Loss of Telomere HomeostasisThere has been a recent explosion of knowledge regarding the genetic factors that influence aging in worms, flies, yeast and mammals. Many of the gene deletions or mutations that affect lifespan in worms, for example, through perturbations in insulin signaling, also affect lifespan when mutated or altered in mice. In yeast, genome-wide screens revealed that many single gene deletions impact replicative lifespan, either positively or negatively, but the impact on aging when these gene deletions are combined is complex, which underscores that aging is a complex quantitative genetic trait. Thus, we must take advantage of all tools at our disposal—biochemical, chemical and genetic—to begin to parse out the complex properties that typify the aging process. We have taken a genome-wide approach to map the landscape of chemical-genetic interactions in response to treatment with senotherapeutics (compounds that extend lifespan in model organisms) or senolytics (compounds that lead to clearance of senescent cells), collectively referred to as seno-modulators. Using this approach, we found that the stilbenes resveratrol or pterostilbene, which extend lifespan in worms and yeast, negatively impact cell fitness of human cells via replication stress (Benslimane et al., Mol Cell, 2020). These results suggest there is much yet to learn about the genetic impact of senomodulators on cell and organismal aging. Our results may also lead us to putative new seno-modulators whose mechanism-of-action we can probe further using cell-based models and for their effects on improving the health of prematurely aging Tert knockout mice. We also plan to exploit the fact that Oct4 expression does not normally occur in adult somatic tissues, but can be re-acquired in cells with eroded telomeres after differentiation induction (Criqui et al., eLife 2020). We are currently investigating whether aged tissues (especially in a context where telomeres are eroded) exhibit an inappropriate re-expression of Oct4 or other pluripotency factors. If so, we can potentially exploit this property using specific genetic or chemical ablation strategies that will selectively remove Oct4+ positive cells from tissues, to determine if the removal of these inappropriately rewired cells can be used to improve tissue function.
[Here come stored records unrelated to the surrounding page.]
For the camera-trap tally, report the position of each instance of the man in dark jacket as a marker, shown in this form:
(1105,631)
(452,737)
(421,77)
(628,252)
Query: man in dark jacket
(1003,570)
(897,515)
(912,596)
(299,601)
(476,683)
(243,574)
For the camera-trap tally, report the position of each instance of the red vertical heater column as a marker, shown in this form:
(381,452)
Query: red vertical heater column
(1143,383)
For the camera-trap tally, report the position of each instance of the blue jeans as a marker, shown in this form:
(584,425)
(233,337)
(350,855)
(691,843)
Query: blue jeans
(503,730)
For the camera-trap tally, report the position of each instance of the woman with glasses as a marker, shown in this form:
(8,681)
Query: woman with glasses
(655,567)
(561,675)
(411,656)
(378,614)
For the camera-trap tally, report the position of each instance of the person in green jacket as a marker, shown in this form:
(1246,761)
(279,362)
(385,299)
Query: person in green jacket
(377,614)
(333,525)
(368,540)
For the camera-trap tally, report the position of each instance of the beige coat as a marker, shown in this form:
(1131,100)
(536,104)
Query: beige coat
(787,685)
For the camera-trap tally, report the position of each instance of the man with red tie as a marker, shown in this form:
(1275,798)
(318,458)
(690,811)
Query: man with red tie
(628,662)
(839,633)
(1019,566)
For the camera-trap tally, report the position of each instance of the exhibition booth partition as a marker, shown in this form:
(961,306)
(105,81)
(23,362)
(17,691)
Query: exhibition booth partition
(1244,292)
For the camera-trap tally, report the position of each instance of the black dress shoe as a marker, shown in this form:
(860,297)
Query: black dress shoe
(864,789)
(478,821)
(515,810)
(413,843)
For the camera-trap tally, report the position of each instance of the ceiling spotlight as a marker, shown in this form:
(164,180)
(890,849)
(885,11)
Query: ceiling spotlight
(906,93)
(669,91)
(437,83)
The ability to comprehensively map the landscape of chemical-genetic interactions in human cells will illuminate the genetic and epigenetic complexities that underlie cell senescence and organismal aging. Our goal is to identify the genetic targets of known and new senomodulatory agents using CRISPR-based technologies, and to use biochemical/molecular biological approaches to understanding how such modulators of cellular aging might improve health outcomes in diseases such as telomeropathies, lung fibrosis and cancer.